Eddie heard it too. ‘Oh, for fuck’s sake. We’ve got an injured man here, and you’re already thinking about how to get past the trap that whacked him!’
‘I know what my priorities are, thank you,’ she said, annoyed. ‘It’s just that… it is a death trap. If you go forward, you get squashed when the walls close in — but if you turn back, the hooks get you. The only reason Jay wasn’t killed was because the mechanism was jammed by dirt and didn’t spring fast enough. If someone else tries it now, I expect they’d be torn apart.’
‘Saved by… bad housekeeping, then,’ Rivero said, attempting a smile as he tried to straighten. It faded almost instantly.
‘Just keep still,’ Eddie ordered. He examined the cameraman’s back.
‘Solomon’s inscription suggests that there is a way through, though,’ Nina pressed on, directing her light at the ancient Hebrew text. ‘It says, “Only the dead shall pass alive.” That’s got to be significant.’

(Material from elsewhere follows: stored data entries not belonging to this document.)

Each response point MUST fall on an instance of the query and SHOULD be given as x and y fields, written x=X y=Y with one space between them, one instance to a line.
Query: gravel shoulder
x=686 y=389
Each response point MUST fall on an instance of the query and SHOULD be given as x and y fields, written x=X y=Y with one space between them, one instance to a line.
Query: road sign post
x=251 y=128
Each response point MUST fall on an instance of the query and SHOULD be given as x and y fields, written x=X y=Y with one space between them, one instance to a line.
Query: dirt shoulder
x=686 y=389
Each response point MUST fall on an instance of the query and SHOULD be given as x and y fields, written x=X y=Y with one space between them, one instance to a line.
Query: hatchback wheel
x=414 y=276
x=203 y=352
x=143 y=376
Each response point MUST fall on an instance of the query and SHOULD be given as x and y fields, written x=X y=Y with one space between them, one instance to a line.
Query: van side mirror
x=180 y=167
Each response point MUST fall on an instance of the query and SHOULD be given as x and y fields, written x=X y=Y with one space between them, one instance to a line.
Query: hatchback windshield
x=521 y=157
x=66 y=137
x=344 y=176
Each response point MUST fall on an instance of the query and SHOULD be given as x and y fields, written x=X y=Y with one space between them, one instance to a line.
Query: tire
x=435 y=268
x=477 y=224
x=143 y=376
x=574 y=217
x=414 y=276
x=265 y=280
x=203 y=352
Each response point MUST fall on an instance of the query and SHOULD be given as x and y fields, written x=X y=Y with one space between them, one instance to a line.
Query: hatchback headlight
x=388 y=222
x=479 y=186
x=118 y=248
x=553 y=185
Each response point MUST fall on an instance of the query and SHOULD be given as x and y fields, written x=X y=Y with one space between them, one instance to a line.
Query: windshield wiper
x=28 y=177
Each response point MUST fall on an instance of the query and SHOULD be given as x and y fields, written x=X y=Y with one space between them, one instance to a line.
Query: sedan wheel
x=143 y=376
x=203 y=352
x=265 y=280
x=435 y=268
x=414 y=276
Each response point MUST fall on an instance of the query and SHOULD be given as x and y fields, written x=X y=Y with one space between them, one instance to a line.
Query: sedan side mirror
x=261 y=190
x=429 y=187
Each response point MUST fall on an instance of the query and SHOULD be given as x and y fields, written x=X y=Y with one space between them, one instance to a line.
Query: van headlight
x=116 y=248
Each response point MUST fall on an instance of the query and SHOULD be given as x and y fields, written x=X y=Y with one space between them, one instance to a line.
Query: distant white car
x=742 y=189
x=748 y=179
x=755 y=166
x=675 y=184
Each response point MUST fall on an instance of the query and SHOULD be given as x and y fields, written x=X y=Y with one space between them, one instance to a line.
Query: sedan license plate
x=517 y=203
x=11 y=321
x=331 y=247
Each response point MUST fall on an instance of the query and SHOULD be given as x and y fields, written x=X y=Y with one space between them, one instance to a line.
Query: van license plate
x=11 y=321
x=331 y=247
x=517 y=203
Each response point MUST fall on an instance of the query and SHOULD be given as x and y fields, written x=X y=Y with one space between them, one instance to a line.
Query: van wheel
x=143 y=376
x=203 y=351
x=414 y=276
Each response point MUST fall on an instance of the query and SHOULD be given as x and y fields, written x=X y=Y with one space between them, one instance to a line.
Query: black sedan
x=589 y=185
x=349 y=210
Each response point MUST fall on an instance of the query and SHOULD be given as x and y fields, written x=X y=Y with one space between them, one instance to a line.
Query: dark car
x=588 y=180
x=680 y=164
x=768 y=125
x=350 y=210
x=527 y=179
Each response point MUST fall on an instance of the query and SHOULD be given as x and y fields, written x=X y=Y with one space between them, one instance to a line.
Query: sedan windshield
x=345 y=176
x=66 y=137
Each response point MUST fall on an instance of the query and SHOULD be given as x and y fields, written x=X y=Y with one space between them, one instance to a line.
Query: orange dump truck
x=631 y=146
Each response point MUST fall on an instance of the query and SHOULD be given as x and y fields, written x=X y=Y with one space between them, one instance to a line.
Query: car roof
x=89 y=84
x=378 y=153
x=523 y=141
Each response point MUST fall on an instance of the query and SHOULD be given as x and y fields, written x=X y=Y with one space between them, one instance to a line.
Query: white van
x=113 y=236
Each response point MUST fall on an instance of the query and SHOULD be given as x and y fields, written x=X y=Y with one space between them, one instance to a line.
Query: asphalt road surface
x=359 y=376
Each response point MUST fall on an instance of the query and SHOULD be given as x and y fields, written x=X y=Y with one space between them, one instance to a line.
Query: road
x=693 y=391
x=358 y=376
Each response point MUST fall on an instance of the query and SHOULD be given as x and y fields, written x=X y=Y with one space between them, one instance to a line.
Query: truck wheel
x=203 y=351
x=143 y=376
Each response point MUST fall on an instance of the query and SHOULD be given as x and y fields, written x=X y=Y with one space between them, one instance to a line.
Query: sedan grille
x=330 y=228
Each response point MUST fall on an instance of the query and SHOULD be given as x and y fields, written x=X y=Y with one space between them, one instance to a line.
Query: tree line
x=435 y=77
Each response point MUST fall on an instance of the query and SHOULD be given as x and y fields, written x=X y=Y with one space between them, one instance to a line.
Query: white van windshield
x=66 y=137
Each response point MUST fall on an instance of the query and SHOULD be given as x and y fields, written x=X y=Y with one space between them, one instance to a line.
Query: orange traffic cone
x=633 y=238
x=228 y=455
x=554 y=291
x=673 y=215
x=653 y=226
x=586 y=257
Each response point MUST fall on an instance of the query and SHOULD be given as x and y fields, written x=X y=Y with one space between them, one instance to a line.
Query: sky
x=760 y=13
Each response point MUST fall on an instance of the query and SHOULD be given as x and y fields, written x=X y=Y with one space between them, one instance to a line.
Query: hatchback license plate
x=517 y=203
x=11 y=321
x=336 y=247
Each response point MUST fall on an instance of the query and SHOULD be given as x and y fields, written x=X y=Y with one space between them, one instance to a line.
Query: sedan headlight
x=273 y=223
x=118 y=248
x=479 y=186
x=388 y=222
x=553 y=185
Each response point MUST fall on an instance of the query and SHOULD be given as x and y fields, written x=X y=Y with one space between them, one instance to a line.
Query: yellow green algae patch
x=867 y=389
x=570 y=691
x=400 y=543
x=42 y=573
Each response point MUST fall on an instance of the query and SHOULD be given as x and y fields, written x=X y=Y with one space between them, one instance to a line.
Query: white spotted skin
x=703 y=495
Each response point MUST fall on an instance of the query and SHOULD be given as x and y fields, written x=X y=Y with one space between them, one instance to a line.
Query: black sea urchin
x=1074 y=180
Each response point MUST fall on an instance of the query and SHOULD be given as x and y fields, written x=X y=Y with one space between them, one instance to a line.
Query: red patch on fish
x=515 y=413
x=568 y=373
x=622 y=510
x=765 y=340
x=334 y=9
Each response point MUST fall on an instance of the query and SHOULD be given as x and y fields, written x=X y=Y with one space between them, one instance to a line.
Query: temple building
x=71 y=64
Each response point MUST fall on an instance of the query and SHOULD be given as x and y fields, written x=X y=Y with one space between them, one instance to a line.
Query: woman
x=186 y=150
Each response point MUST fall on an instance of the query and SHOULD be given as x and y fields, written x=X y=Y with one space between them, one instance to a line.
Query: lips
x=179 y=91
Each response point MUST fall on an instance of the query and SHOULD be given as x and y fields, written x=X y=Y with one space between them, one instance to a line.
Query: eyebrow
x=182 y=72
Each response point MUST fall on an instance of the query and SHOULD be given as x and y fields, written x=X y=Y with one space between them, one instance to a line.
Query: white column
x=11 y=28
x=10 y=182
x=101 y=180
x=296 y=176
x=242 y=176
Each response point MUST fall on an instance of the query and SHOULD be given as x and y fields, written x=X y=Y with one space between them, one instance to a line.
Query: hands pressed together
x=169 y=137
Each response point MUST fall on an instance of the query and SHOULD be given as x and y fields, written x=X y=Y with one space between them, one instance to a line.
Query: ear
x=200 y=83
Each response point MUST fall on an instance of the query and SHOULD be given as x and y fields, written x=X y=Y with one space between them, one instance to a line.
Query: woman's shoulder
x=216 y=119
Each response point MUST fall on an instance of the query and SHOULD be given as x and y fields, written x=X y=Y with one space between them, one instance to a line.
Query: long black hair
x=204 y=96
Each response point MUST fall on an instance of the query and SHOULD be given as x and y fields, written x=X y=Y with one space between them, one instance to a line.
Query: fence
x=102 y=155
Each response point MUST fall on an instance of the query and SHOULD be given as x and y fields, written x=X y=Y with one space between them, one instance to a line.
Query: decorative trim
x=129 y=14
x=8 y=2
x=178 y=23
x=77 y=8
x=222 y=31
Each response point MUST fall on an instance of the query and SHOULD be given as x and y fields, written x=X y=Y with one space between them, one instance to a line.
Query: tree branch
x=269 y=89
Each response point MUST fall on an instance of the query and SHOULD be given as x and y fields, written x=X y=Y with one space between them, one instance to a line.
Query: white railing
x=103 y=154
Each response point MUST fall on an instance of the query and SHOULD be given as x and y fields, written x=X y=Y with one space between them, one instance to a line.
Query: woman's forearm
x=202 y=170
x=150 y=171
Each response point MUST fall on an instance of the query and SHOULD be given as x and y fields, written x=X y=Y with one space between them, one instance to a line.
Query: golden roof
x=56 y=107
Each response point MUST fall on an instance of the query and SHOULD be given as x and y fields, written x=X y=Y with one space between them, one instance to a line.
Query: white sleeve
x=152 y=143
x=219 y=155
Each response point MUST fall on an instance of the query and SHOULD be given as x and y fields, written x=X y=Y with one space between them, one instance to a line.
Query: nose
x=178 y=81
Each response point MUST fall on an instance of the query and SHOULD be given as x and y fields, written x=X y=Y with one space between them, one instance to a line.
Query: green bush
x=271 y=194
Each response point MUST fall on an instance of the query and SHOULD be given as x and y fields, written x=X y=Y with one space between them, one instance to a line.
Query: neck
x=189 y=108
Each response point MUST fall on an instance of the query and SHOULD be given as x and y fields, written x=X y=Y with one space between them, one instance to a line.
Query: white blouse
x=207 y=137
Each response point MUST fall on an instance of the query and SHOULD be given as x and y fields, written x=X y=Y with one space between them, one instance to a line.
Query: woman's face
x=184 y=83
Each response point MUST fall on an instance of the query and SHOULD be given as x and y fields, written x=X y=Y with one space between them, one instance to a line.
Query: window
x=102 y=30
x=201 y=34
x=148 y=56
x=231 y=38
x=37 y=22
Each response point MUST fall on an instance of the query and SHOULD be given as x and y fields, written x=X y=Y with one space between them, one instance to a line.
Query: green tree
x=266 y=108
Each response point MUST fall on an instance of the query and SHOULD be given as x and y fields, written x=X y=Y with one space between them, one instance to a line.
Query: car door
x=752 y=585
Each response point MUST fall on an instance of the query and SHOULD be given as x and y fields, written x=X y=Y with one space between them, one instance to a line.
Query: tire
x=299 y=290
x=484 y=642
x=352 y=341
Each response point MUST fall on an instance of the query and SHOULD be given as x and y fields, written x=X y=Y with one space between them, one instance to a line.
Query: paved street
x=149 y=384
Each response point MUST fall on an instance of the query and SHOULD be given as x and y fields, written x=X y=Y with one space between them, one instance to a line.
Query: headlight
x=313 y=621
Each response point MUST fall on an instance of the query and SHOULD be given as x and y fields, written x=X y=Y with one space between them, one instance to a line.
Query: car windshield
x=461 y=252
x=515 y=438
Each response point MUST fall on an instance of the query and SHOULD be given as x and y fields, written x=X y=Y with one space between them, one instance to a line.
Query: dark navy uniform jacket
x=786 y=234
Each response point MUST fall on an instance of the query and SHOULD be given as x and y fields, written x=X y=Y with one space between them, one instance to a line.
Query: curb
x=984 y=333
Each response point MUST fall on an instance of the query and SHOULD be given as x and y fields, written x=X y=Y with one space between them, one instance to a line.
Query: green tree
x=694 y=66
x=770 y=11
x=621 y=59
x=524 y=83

‘Maybe it is, but it doesn’t matter, because we’re not going to try again,’ Eddie said with irritation. ‘Jay, I’m going to lift the gauze. It’ll probably hurt, so be ready for it.’
‘If it’s gonna hurt, any chance you could, you know, not do it?’ replied Rivero. The Englishman ignored him. ‘Ah, aah! Oh, you — you fucker! God damn.’
‘Sorry.’ Eddie gently replaced the bloodied gauze. ‘It hasn’t stopped yet, but it’s bleeding less than I thought it would be. I think it’s ’cause you’ve got a lot of fat down there.’
Fisher laughed, a release of nervous tension more than actual humour. ‘Wow, Jay. Who would’ve thought that all those burgers and burritos would end up saving your life?’
‘Ha ha ha,’ Rivero responded with an equal lack of amusement, before giving the director the finger. ‘Fuck you.’ This time, Fisher’s laugh was genuine.
‘He’ll be okay?’ Lydia asked hopefully.
‘He won’t bleed to death,’ Eddie told her. ‘Still needs treatment, though. Got to sterilise it, then he’ll need stitches, antibiotics, all of that. I can do it in the field, but it’d be a lot better to get him to a hospital and let the professionals handle it.’
Rivero nodded in agreement. ‘Yeah, yeah. I definitely want it done by a guy in a white coat rather than a guy in a leather jacket!’